Scientists at the University of California at San Francisco detected 109 chemicals in a study of pregnant women, including 55 chemicals never before reported in humans and 42 “mystery chemicals,” whose sources and uses are unknown.
The chemicals most likely come from consumer products or other industrial sources. They have been found in both the blood of pregnant women and their newborns, suggesting that they travel through the mother’s placenta.
The study was published on March 16, 2021 in Environmental science and technology.
“These chemicals have probably been present in humans for some time, but our technology is now helping us identify more of them,” said Tracey J. Woodruff, PhD, professor of obstetrics, gynecology and reproductive sciences at UCSF.
A former US Environmental Protection Agency scientist, Woodruff heads the Program on Reproductive Health and the Environment (PRHE) and the Center for Environmental Research and Translation for Health (EaRTH), both at the UCSF.
“It is alarming that we continue to see certain chemicals travel from pregnant women to their children, which means these chemicals can be with us for generations,” she said.
The science team used high-resolution mass spectrometry (HRMS) to identify man-made chemicals in humans.
But, although these chemicals can be tentatively identified using chemical libraries, they need to be confirmed by comparing them to pure chemicals produced by manufacturers which are known as “analytical standards”. And manufacturers don’t always make them available.
Recently, for example, chemicals maker Solvay stopped providing access to a chemical standard for a perfluorooctanoic acid. acid (PFAS) which emerged to replace the eliminated PFAS compounds. The researchers used this chemical standard to assess the presence and toxicity of the replacement PFAS.

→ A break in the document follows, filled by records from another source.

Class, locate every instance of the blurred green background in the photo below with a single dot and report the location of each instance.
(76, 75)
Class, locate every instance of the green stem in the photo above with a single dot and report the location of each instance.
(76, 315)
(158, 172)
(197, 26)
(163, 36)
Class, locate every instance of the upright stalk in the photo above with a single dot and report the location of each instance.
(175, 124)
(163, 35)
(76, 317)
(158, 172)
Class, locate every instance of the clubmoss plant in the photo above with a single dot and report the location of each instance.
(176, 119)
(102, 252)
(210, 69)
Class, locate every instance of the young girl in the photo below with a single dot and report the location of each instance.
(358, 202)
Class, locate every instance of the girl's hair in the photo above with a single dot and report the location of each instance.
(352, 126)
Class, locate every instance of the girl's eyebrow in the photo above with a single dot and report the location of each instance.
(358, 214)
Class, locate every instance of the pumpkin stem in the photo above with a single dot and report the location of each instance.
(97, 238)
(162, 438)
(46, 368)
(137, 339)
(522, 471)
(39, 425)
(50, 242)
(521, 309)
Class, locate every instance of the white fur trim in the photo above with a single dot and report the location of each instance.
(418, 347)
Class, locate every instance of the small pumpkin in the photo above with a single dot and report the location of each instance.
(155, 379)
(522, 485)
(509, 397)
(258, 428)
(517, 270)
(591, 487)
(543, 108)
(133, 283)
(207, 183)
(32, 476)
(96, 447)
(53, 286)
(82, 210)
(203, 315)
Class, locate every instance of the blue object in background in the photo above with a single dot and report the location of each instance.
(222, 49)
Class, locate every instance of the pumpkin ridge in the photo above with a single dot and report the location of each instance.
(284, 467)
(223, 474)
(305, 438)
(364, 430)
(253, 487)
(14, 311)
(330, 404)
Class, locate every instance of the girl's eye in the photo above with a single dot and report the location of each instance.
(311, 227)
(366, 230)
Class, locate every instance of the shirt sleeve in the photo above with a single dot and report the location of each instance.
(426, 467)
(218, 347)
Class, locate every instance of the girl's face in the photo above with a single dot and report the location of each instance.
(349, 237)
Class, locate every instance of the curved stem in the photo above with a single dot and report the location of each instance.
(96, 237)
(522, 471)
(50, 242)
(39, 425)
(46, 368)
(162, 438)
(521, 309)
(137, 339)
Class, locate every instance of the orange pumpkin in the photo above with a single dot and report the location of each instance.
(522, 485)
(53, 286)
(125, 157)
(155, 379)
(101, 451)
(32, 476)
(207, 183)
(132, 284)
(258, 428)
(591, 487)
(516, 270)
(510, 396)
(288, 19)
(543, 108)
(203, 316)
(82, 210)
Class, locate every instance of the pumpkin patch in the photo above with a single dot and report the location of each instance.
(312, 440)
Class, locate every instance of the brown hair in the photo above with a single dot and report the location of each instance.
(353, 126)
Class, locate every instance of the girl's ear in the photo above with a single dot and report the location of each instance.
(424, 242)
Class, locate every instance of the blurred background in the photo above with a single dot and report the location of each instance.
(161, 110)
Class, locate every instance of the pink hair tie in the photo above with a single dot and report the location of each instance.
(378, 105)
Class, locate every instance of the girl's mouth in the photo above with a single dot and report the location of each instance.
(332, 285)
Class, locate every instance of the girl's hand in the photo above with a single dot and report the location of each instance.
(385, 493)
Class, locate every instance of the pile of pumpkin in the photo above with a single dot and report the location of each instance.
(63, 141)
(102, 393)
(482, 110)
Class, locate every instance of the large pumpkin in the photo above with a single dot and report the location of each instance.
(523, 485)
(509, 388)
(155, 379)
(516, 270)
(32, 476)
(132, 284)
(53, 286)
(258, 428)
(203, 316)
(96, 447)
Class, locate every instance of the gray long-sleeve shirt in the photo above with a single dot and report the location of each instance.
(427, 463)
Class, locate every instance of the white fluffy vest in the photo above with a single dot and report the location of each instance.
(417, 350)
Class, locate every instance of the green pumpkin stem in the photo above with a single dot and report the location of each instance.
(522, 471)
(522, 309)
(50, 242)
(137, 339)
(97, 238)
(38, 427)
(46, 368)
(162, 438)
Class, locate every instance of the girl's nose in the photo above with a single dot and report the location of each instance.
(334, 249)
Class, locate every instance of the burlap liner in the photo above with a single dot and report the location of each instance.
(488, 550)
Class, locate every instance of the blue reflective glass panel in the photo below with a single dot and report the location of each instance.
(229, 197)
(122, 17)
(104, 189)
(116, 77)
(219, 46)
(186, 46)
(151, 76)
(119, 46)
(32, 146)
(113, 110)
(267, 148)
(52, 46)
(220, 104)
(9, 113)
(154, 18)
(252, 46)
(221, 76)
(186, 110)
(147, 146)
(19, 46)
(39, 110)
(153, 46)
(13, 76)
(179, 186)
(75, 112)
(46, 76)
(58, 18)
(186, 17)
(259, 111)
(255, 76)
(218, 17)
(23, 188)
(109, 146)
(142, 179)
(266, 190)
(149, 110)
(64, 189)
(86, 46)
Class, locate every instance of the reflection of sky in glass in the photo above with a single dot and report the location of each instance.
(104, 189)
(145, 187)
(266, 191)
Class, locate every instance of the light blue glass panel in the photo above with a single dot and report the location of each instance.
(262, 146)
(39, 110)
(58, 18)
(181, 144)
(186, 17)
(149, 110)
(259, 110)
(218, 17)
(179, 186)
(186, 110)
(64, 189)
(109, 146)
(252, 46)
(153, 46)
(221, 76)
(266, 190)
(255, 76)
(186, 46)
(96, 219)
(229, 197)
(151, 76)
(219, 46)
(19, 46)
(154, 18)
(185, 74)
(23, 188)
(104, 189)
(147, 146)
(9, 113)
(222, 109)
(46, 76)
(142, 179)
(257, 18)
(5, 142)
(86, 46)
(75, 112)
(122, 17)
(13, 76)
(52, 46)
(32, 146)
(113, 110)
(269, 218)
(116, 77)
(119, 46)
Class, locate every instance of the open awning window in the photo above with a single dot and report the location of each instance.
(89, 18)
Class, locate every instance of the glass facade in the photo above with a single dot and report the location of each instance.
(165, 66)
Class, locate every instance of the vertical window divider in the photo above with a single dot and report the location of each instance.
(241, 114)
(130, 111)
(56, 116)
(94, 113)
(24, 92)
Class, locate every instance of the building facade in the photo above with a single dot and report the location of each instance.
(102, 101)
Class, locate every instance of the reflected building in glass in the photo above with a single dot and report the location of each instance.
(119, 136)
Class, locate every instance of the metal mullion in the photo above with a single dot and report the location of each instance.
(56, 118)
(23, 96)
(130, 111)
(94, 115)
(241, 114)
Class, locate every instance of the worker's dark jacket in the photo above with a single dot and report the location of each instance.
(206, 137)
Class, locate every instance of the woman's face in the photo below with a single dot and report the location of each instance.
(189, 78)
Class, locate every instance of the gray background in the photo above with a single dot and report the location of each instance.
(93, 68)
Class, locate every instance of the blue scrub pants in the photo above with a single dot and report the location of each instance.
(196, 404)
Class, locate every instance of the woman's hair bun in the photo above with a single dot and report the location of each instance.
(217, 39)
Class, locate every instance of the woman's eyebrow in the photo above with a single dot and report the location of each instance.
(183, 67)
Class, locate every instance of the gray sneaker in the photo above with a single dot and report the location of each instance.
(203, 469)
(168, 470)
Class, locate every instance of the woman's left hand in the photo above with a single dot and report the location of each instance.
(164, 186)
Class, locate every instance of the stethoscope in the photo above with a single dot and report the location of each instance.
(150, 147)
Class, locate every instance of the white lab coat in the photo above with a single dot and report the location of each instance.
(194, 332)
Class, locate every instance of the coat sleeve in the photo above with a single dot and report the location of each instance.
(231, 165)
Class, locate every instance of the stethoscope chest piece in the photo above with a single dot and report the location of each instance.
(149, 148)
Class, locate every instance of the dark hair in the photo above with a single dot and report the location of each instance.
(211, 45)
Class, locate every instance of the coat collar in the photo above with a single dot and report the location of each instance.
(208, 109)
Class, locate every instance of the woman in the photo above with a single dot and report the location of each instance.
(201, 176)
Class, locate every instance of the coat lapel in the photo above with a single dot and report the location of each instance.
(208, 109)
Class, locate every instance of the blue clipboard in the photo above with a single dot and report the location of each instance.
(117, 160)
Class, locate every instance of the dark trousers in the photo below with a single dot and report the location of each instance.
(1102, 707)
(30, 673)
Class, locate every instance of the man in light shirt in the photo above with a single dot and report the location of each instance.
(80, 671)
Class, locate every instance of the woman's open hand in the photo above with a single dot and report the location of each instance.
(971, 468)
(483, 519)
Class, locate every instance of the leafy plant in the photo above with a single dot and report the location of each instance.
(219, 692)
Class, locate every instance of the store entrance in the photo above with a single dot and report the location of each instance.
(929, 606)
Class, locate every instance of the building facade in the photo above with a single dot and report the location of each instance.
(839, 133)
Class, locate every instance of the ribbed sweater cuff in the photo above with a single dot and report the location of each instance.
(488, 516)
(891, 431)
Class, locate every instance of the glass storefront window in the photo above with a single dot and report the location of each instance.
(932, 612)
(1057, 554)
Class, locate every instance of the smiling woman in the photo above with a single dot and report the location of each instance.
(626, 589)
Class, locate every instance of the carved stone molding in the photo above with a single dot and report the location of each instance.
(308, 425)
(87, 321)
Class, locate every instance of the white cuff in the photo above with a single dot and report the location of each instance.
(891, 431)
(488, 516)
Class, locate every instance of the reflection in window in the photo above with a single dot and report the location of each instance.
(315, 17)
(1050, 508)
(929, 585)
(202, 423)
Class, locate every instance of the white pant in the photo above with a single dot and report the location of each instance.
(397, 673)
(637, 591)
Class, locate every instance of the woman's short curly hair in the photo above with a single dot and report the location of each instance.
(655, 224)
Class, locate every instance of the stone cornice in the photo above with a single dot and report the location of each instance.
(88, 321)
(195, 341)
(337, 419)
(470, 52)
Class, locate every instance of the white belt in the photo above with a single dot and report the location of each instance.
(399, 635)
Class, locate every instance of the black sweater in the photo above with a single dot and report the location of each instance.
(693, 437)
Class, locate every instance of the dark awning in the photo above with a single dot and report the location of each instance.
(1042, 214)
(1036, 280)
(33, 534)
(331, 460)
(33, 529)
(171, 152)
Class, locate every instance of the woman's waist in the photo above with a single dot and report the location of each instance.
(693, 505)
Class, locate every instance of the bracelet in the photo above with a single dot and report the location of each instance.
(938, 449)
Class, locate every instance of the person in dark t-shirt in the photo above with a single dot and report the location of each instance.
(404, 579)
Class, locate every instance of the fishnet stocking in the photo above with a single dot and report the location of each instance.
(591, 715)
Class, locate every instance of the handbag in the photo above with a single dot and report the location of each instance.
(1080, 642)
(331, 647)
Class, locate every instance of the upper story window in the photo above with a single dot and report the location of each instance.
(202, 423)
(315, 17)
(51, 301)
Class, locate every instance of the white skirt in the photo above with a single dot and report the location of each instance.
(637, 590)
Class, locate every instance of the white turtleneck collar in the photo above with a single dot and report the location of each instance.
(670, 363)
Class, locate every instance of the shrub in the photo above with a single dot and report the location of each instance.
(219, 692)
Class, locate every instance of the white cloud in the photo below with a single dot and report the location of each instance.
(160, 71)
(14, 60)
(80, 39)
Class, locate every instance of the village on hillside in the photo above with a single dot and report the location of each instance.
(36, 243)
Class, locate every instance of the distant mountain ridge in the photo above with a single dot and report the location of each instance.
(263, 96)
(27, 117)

“These new technologies hold promise in allowing us to identify more chemicals in people, but the results of our study also show that chemical manufacturers must provide analytical standards so that we can confirm the presence of chemicals and assess their toxicity ”, said co-author of the author Dimitri Panagopoulos Abrahamsson, PhD, postdoctoral fellow at the PRHE of the UCSF.
The 109 chemical researchers found in blood samples from pregnant women and their newborns are found in many types of products. For example, 40 are used as plasticizers, 28 in cosmetics, 25 in consumer products, 29 as pharmaceuticals, 23 as pesticides, three as flame retardants and seven are PFAS compounds, which are used in carpets, upholstery fabrics and other applications. Researchers say it’s possible that there are other uses for all of these chemicals as well.
The researchers report that 55 of the 109 chemicals they tentatively identified do not appear to have been previously reported in people:
- 1 is used as a pesticide (bis (2,2,6,6-tetramethylpiperidini-4-y) decanedioate)
- 2 are PFAS (methyl perfluoroundecanoate, most likely used in the manufacture of non-stick cookware and waterproof fabrics; 2-perfluorodecyl ethanoic acid)
- 10 are used as plasticizers (e.g. Sumilizer GA 80 – used in food packaging, paper plates, small appliances)
- 2 are used in cosmetics
- 4 are high volume production chemicals (HPV)
- 37 have little or no information on their sources or uses (for example, 1- (1-acetyl-2,2,6,6-tetramethylpiperidin-4-yl) -3-dodecylpyrrolidine-2,5-dione , used in the manufacture of perfumes and paints – this chemical is so little known that there is currently no acronym – and (2R0-7-hydroxy-8- (2-hydroxyethyl) -5-methoxy-2-, 3-dihydrochromene-4-one (Acronym: LL -D-253alpha), for which there is no information on its uses or sources
“It is of great concern that we cannot identify the uses or sources of so many of these chemicals,” said Woodruff. “The EPA needs to do a better job of requiring the chemical industry to standardize its reporting on chemical compounds and their uses. And they must use their authority to ensure that we have adequate information to assess potential health risks and remove chemicals from the market that pose a risk. ”
Reference: “Suspect Screening, Prioritization and Confirmation of Environmental Chemicals in Mother-Newborn Couples in San Francisco” by Aolin Wang, Dimitri Panagopoulos Abrahamsson, Ting Jiang, Miaomiao Wang, Rachel Morello-Frosch, June-Soo Park, Marina Sirota and Tracey J. Woodruff, March 16, 2021,, Environmental science and technology.
DOI: 10.1021 / acs.est.0c05984
Authors: Aolin Wang and Marina Sirota, from UCSF, joined Woodruff and Panagopoulos Abrahamsson in the study; Ting Jiang, Miamiao Wang, and June-Soo Park of the California Environmental Protection Agency; and Rachel Morello-Frosch of UC Berkeley.
Funding: This study was funded by NIH / NIEHS grant numbers P30-870 ES030284, UG3OD023272, UH3OD023272, P01ES022841, 871 R01ES027051 and by US EPA grant number 872 RD83543301.